Na quinta-feira, dois israelenses foram assassinados por atiradores palestinos em emboscadas na Cisjordânia, levando Barak a cancelar esforços internacionais visando promover uma reunião de cúpula de paz do Oriente Médio antes da votação.
Tal reunião internacional de relevo era vista como a última cartada de Barak para a eleição. Agora ele irá enfrentar os eleitores sem mesmo contar com frágeis promessas de um acordo de paz com os palestinos, enquanto os confrontos palestino-israelenses dos últimos quatro meses não davam sinais de diminuírem.
Barak tem dito que espera que sua posição nas pesquisas melhore uma vez que a possível candidatura do popular antigo estadista de Israel Shimon Peres deixe de estar em discussão. Barak vinha sendo pressionado para renunciar à sua candidatura no Partido Trabalhista em favor de Peres, mas o prazo final para a mudança expirou à meia-noite de quinta-feira. Numa entrevista publicada ontem, Barak insistiu que os números das pesquisas não refletem a realidade.
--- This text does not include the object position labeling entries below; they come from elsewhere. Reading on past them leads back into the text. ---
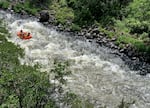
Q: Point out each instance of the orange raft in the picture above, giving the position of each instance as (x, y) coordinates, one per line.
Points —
(24, 35)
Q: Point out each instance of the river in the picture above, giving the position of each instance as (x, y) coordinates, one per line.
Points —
(97, 74)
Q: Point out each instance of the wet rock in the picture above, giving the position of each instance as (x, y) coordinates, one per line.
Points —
(44, 16)
(122, 50)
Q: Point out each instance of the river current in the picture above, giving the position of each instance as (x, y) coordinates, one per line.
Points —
(97, 74)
‘‘Quando os cidadãos de Israel entrarem na cabine de votação, eles vão entender que não são as pesquisas que são importantes’’, disse ele ao diário Maariv. ‘‘O que é importante é o destino dos cidadãos do país e o futuro de todos nós.’’
O premier, que chamou Sharon de um ‘‘extremista sem contenção’’, afirmou não estar irritado com partidários que o abandonaram.
‘‘Não me sinto traído’’, disse. ‘‘Não tenho reclamações contra ninguém que achou difícil unir-se a mim nessa luta.’’
Uma pesquisa promovida pelo instituto Dahaf mostrou que 56% dos israelenses planejam votar em Sharon, e apenas 35% apóiam Barak, com 9% de indecisos.